"KÜRTLERE" YÜRÜNMELİ!….

Diyeceğim şu…

Eğer ki, "Cumhur ittifakı" 2023'e odaklı planı varsa..

Ki vardır..

Ve bu planda; "seçimi kazanma" gibi, güvenli bir düşüncesi hasılsa..

Ki hasıldır..

Bunu "yeni partilerin ittifakıyla, kontenjan tahsisiyle, vekil transferiyle" yol alacağını sanıyorsa, yanılıyordur…

"İttifaklar" bir blok olarak, taşınmıyor..

Evdeki hesap çarşıya uymuyor..

Parti yönetimi ve lideri gelir; "lakin taban" o kadar ucuz değil..

Eğer ki, "o ucuzluk" rağbet görseydi, MHP'nin "içinden", İyi Parti çıkmazdı…

CHP'deki "kopuşları da", bu minvalde okuyabiliriz..

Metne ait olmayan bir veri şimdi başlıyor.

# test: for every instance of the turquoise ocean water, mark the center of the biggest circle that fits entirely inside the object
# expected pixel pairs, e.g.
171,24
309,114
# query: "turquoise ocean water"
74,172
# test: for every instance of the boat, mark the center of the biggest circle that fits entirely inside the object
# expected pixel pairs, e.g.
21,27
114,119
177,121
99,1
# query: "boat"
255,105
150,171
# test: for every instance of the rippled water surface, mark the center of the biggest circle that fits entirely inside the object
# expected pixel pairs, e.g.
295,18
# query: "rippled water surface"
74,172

İyi Parti'den Özdağ'ın kendine paye biçmesini de!…

***

Hal bu iken, yapılması gereken "ittifaklar" kulvarında "güç bulma ve arama" yapmanın yerine, "seçmene" odaklı stratejiler belirlenmeli!…

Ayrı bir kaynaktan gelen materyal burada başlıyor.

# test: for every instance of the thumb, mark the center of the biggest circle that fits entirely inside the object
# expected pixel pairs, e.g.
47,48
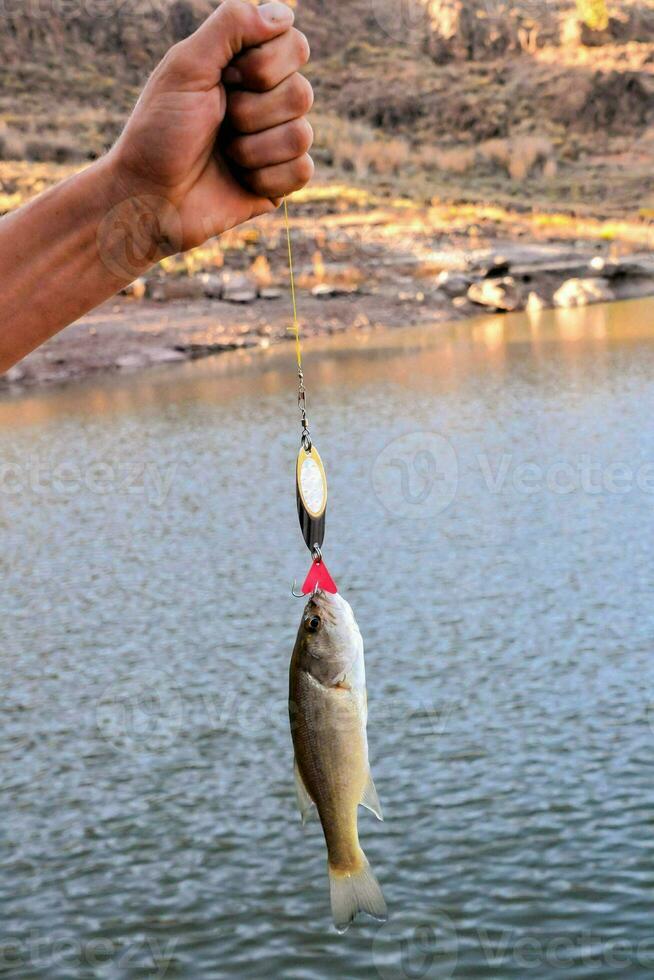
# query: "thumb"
234,26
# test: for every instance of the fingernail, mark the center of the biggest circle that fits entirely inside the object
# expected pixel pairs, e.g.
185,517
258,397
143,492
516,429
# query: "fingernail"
276,13
232,76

Cumhur ittifakından, ya da Ak Parti'den, iktidardan "kaçışların, kopuşların" ana nedenlerine, odaklanılmalı!..

Buradan çıkan nedenler silsilesine "barışçıl, kucaklayıcı, af edici, af dileme, yeniden birliği ve dirliği" güvenle önemseyen bir rota belirlenmeli!…

Sağcısına, muhafazakarına, soluna, laikine, vatanseverine, kısacası dört eğilime odaklı eksende, mücadele verilmelidir!…

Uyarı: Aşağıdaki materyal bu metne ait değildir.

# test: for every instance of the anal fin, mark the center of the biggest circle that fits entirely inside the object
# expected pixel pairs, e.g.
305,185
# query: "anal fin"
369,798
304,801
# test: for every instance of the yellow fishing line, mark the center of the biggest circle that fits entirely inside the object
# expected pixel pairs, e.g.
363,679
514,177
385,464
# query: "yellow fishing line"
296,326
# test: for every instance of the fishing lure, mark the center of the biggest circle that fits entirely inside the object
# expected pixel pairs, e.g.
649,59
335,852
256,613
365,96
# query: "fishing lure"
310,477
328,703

Bu rotada, en büyük hassasiyet "Kürtlere" odaklı, ortaya konulacak stratejidir…

"Çok yönlü radikal milliyetçiliğe odaklı" siyasi söylem, eylem ve uygulamalardan arınmış olunmalı!…

MHP ittifakında, AK Parti'deki bazı isimler bu yolda "tepki, küskünlük" yaratıcı, "ötekileştiren" dili hayli kullandılar…

Dilin terki kadar, Kürtlerle sıcak, samimi, 2005'in ruhuyla, "beklentileri karşılayan, çözümler üreten" ve kafalarda, farklı düşüncelerin yaratıcılığına girenlerin "peşine düşmeyecek" güvenceler tesis etmeli!…

Kürtlerin beklentisi; "insani, vicdani, barışçıl" bir karşılama ve kucaklaşmadır..

Şunu net görmek lazım!…

Eğer ki, Kürtlerin bulunduğu arenadaki "mezkur kitle" kendisini "asıl yuvasında, asıl kimliğinde, dilinde, inancında" görüp, yaşarsa işte o zaman; "kazanan" olunur..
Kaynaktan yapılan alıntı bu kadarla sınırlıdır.